The school’s healthcare partners at UCSF Health, Zuckerberg San Francisco General and the San Francisco Veterans Affairs Medical Center engage students in their clinical teams to help improve the patient care experience through quality and systems improvement efforts. This is a profound shift of the role of the student from a passive observer, often viewed as a burden to the clinical environment, to one of active participant in improving the delivery of health care. Associate Dean Karen Hauer, MD, hopes that all of UCSF’s clinical settings will conclude “we want first-year medical students, because we hear they make clinical care better.”

CMC puts the concept of interprofessional teamwork into action. Students will learn not just from physicians but from a whole team of expert clinicians, including nurses, pharmacists, physical therapists, social workers and others.

“The reality is while we may learn in silos, when we get out into the workplace we have to work with each other,” said Stephanie Rennke, MD, who co-directs the CMC sites at UCSF Parnassus, Mt. Zion and Mission Bay. “Working in teams is essential to the care and well-being of our patients, so engaging and teaching skills around communication and teamwork with other healthcare professionals in the workplace should begin early in medical education.”

Over the past few years, students have helped test out the logistics of the CMC. Second-year student Jacob Gindi, who worked in the medication reconciliation pilot experience under Rennke, said the best part was getting to work with pharmacy students. “I hope this will remind me in the future that things can be changed, and a wide variety of people from different backgrounds and education levels can help to change it,” he said. “We actually matter in the system and can make a difference, as opposed to just shadowing a practicing physician.”

Coaches

A student’s faculty coach in CMC will provide teaching, guidance and feedback during the first 16 months on health systems and patient care clinical skills. Those same mentors will remain connected with students throughout their entire time in medical school in the role of Bridges Student Coaches to support personal and professional development.

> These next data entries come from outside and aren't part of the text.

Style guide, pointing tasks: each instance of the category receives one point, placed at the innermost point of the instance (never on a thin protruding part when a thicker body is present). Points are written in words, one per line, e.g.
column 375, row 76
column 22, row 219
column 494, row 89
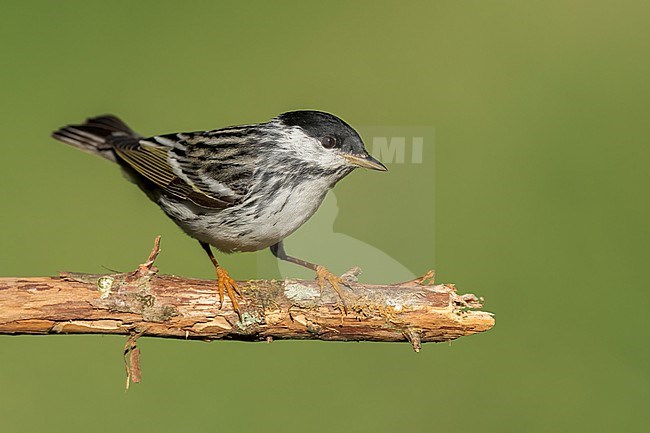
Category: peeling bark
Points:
column 148, row 304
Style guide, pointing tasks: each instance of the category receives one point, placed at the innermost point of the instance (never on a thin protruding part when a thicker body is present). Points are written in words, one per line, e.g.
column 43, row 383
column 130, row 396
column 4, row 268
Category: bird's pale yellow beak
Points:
column 365, row 161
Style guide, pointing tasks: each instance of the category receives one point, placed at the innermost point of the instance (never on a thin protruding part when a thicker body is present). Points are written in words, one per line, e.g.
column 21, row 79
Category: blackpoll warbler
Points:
column 240, row 188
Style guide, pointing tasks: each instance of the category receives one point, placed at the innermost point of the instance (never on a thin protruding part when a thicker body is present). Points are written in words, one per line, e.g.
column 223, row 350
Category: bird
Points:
column 238, row 188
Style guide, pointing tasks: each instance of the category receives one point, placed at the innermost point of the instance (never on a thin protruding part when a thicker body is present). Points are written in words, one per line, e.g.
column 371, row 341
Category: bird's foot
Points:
column 227, row 284
column 324, row 275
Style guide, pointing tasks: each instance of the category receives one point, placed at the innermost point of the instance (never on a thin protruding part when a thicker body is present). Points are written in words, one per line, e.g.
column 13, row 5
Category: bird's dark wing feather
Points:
column 197, row 167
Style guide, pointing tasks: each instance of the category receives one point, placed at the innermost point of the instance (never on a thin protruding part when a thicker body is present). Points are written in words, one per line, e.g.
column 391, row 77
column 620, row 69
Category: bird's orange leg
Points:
column 224, row 281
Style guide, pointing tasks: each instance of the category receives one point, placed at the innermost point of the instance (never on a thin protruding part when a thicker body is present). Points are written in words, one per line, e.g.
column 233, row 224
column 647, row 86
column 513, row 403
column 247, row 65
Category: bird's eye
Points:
column 328, row 141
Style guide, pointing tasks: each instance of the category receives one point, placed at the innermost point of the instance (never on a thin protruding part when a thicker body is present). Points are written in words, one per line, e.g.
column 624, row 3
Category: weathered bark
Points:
column 144, row 303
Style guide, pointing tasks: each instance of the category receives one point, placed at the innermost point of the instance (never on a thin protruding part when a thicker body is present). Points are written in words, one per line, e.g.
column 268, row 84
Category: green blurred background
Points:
column 533, row 195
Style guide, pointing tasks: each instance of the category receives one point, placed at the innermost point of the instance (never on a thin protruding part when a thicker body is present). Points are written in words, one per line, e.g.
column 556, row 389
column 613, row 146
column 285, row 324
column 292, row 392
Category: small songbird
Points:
column 239, row 188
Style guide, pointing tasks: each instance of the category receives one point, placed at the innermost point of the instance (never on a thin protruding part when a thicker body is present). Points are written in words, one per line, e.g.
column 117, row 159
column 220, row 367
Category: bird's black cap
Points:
column 319, row 125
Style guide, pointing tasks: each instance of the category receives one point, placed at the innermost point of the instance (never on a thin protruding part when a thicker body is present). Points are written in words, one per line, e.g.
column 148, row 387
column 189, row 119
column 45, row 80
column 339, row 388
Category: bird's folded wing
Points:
column 154, row 160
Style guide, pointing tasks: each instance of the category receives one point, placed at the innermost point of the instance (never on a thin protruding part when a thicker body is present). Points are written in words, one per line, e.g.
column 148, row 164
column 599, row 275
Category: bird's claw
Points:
column 324, row 275
column 226, row 283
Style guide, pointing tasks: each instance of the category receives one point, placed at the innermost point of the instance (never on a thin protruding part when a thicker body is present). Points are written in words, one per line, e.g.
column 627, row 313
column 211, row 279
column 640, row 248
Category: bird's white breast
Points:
column 248, row 228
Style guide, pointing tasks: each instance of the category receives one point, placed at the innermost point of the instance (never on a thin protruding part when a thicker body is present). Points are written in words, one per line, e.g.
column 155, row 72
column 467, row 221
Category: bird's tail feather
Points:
column 96, row 135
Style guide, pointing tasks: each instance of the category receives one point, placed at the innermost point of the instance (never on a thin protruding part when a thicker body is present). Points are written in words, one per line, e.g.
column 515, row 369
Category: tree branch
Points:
column 144, row 303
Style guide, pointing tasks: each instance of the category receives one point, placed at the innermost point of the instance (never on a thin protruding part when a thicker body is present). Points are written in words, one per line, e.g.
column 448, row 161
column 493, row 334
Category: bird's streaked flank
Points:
column 239, row 188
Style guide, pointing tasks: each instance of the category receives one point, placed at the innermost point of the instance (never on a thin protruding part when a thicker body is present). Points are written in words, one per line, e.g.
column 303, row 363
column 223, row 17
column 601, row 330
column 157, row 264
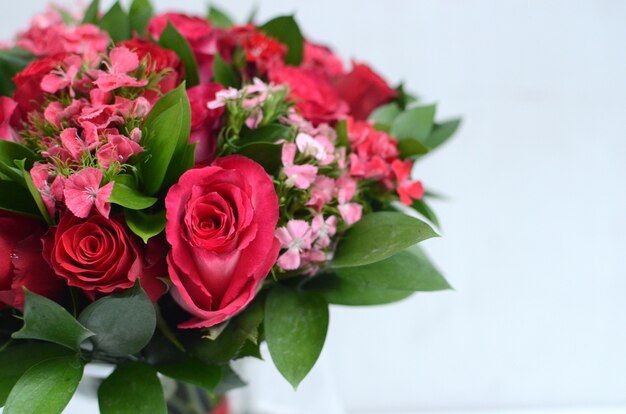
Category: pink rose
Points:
column 21, row 262
column 312, row 93
column 205, row 122
column 202, row 38
column 364, row 90
column 220, row 224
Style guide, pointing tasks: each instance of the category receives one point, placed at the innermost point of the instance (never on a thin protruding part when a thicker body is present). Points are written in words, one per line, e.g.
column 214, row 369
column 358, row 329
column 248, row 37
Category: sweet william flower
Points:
column 220, row 224
column 296, row 237
column 122, row 61
column 83, row 191
column 408, row 190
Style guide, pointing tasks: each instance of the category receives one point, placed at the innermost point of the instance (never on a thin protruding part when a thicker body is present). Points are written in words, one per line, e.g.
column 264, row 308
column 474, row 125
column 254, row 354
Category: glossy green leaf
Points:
column 173, row 40
column 116, row 23
column 48, row 321
column 12, row 61
column 225, row 73
column 18, row 358
column 266, row 154
column 91, row 14
column 412, row 128
column 269, row 134
column 127, row 197
column 407, row 270
column 193, row 371
column 386, row 114
column 132, row 388
column 295, row 329
column 338, row 291
column 145, row 225
column 228, row 345
column 219, row 19
column 123, row 323
column 286, row 30
column 17, row 199
column 442, row 132
column 378, row 236
column 47, row 387
column 139, row 15
column 160, row 144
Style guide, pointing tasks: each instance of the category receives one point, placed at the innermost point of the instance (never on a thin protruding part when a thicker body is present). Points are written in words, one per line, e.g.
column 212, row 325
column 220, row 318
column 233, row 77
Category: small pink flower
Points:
column 122, row 62
column 83, row 191
column 322, row 192
column 119, row 149
column 295, row 237
column 351, row 212
column 408, row 190
column 60, row 79
column 323, row 230
column 301, row 176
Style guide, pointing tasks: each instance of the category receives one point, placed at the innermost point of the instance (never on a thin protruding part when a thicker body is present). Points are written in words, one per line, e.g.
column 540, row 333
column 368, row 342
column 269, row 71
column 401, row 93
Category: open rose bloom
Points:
column 176, row 190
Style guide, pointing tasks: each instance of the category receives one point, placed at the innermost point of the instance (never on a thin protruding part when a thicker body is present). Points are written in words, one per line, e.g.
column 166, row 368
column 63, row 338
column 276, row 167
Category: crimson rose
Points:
column 98, row 255
column 220, row 224
column 364, row 90
column 21, row 262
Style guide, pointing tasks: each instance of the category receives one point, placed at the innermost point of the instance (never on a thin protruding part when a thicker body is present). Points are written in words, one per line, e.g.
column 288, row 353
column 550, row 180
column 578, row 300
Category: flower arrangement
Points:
column 175, row 190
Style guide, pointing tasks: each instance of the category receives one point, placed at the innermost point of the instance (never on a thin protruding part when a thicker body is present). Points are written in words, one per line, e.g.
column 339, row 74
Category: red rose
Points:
column 28, row 93
column 97, row 255
column 21, row 261
column 158, row 60
column 364, row 91
column 202, row 38
column 312, row 93
column 205, row 122
column 220, row 224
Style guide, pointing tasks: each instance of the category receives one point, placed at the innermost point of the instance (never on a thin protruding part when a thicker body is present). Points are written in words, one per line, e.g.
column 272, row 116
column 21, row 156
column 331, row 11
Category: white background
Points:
column 535, row 228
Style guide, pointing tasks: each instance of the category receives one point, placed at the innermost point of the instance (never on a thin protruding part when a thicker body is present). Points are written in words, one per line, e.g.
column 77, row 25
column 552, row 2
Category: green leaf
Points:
column 412, row 128
column 265, row 153
column 286, row 30
column 47, row 387
column 193, row 371
column 123, row 323
column 386, row 114
column 12, row 61
column 168, row 124
column 424, row 209
column 295, row 329
column 91, row 14
column 227, row 346
column 269, row 134
column 145, row 225
column 48, row 321
column 132, row 388
column 139, row 15
column 34, row 193
column 408, row 270
column 116, row 23
column 173, row 40
column 17, row 199
column 442, row 132
column 17, row 359
column 224, row 73
column 219, row 19
column 160, row 144
column 338, row 291
column 127, row 197
column 378, row 236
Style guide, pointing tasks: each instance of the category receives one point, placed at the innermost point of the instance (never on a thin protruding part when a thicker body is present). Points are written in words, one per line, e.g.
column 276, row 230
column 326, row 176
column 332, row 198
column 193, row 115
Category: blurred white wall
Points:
column 535, row 231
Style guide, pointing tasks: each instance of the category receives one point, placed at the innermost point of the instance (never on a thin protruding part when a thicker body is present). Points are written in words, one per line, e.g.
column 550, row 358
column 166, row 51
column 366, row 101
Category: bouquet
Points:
column 176, row 190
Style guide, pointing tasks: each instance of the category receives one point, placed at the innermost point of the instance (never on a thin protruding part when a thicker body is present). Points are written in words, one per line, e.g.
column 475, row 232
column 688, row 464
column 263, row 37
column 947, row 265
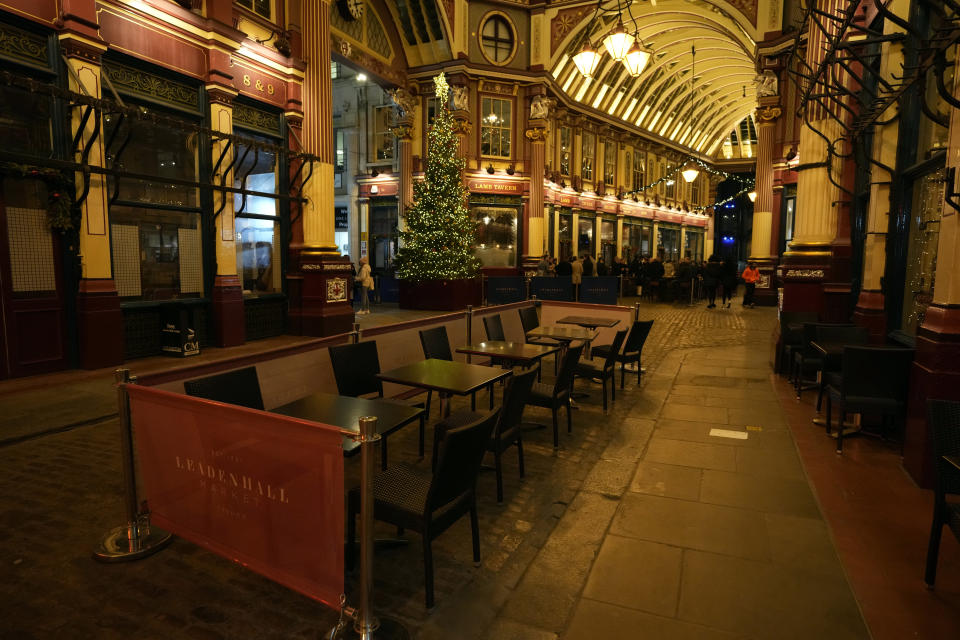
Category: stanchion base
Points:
column 389, row 629
column 115, row 547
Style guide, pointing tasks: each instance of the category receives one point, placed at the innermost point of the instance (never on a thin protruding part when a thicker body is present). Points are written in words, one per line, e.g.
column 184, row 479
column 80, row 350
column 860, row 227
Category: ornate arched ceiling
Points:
column 690, row 99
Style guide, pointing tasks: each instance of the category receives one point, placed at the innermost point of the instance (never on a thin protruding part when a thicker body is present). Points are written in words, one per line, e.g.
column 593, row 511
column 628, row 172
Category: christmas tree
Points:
column 437, row 244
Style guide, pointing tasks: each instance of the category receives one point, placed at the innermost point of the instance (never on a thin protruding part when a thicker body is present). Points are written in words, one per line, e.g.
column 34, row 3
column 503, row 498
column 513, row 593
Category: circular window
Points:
column 497, row 41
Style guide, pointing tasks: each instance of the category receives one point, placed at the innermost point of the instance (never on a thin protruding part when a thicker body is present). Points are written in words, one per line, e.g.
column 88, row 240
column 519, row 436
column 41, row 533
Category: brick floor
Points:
column 641, row 525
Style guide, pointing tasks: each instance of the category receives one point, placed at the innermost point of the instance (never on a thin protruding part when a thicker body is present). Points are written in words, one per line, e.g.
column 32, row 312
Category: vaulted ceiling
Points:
column 698, row 84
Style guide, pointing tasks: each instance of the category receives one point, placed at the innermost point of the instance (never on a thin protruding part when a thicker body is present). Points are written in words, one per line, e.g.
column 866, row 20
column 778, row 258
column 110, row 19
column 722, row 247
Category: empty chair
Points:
column 507, row 432
column 873, row 379
column 240, row 387
column 842, row 334
column 632, row 348
column 558, row 395
column 944, row 420
column 494, row 327
column 429, row 503
column 355, row 369
column 530, row 321
column 604, row 369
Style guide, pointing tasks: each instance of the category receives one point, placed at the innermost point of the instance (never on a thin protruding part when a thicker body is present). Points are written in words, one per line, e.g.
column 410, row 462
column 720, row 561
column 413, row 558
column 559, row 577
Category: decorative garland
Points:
column 60, row 215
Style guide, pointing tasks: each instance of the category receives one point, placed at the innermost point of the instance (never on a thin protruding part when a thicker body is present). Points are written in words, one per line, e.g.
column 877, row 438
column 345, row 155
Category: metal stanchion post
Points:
column 367, row 626
column 469, row 315
column 137, row 539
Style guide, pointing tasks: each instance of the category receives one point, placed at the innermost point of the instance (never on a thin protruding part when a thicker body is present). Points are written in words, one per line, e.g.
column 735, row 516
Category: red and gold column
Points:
column 766, row 118
column 319, row 278
column 99, row 319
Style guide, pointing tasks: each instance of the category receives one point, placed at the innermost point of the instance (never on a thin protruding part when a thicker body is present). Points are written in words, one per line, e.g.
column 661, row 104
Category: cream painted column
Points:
column 221, row 121
column 318, row 218
column 765, row 117
column 534, row 242
column 94, row 234
column 620, row 236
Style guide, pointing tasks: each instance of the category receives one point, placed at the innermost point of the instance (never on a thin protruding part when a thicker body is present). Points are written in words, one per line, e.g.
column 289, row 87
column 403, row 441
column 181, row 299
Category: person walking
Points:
column 729, row 280
column 751, row 275
column 366, row 284
column 712, row 274
column 588, row 269
column 576, row 272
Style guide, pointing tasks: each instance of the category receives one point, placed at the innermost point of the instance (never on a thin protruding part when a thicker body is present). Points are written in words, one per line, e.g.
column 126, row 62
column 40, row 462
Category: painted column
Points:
column 319, row 280
column 227, row 295
column 869, row 311
column 936, row 367
column 100, row 338
column 766, row 118
column 536, row 134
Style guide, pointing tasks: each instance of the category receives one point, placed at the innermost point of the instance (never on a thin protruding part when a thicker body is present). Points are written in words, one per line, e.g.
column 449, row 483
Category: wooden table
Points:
column 345, row 412
column 446, row 377
column 589, row 322
column 517, row 352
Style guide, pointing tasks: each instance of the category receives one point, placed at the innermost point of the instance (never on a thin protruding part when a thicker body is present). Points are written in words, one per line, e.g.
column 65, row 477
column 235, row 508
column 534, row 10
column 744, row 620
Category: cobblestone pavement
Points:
column 61, row 492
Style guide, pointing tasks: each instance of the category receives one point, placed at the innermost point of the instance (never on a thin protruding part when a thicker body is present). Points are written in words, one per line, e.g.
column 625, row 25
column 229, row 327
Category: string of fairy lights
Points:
column 746, row 185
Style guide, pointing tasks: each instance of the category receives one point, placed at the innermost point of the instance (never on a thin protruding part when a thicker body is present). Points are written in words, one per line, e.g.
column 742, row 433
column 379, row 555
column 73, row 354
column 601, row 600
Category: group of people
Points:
column 719, row 276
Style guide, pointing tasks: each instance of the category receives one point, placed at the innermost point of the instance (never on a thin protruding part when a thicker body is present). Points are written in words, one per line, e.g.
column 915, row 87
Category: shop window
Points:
column 586, row 242
column 566, row 149
column 495, row 129
column 256, row 225
column 587, row 151
column 610, row 163
column 565, row 228
column 639, row 170
column 495, row 236
column 497, row 39
column 920, row 280
column 155, row 224
column 608, row 241
column 259, row 7
column 383, row 140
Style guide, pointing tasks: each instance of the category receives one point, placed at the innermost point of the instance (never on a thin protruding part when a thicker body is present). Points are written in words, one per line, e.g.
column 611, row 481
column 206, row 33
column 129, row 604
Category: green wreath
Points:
column 60, row 209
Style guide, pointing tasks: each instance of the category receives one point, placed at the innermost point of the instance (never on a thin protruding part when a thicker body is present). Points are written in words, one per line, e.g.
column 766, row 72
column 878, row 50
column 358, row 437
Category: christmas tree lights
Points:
column 439, row 236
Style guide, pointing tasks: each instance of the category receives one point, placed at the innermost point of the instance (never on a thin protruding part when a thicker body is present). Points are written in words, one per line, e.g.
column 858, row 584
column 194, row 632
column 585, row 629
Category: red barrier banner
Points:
column 263, row 490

“It’s really exciting that students will be in their coaches’ clinical setting, working on quality improvement,” said Associate Dean for Competency Assessment and Professional Standards Karen Hauer, MD, who leads the coaching program. The 27 coaches will undergo specialized training sessions and foster a community of clinician educators excited about teaching and mentoring.

“By training coaches, we help a select but very diverse group of faculty understand how medicine is changing and how health professions education has to change as a result, and through them have the opportunity to influence a much broader selection of faculty” said Sandrijn van Schaik, MD, PhD, who directs faculty development for Bridges.

Clinical clerkships and science coursework have traditionally involved a degree of discontinuity for students and their teachers, as they typically work intensively for one or two months, then move to the next. What coaches will support is the development of longitudinal professional learning relationships that build trust and allow for continuous, individualized feedback.

“We really want the students to feel like someone knows them and is supporting them through their entire time in medical school,” said Hauer. “I would hope every student at graduation would say, ‘I felt known, and I felt that someone was looking out for me, and helped me be the best I could be all the way through medical school.’ ”

Fix the System

Anna Chang hopes to see our School of Medicine graduate hundreds of new physicians who lead health systems change, one important outcome at a time, by working respectfully with everyone on the healthcare team, who optimize health for individual patients as well as a group of patients, and who will never stop asking what we can do to make our patients’ lives better.

“This is the only way we are going to improve our healthcare system, which is struggling to meet our promise to society and in need of skillful leadership,” said Chang. “The more we teach medical students about our healthcare system and the colleagues they are working with, the more effective they will be at leading this much-needed change.”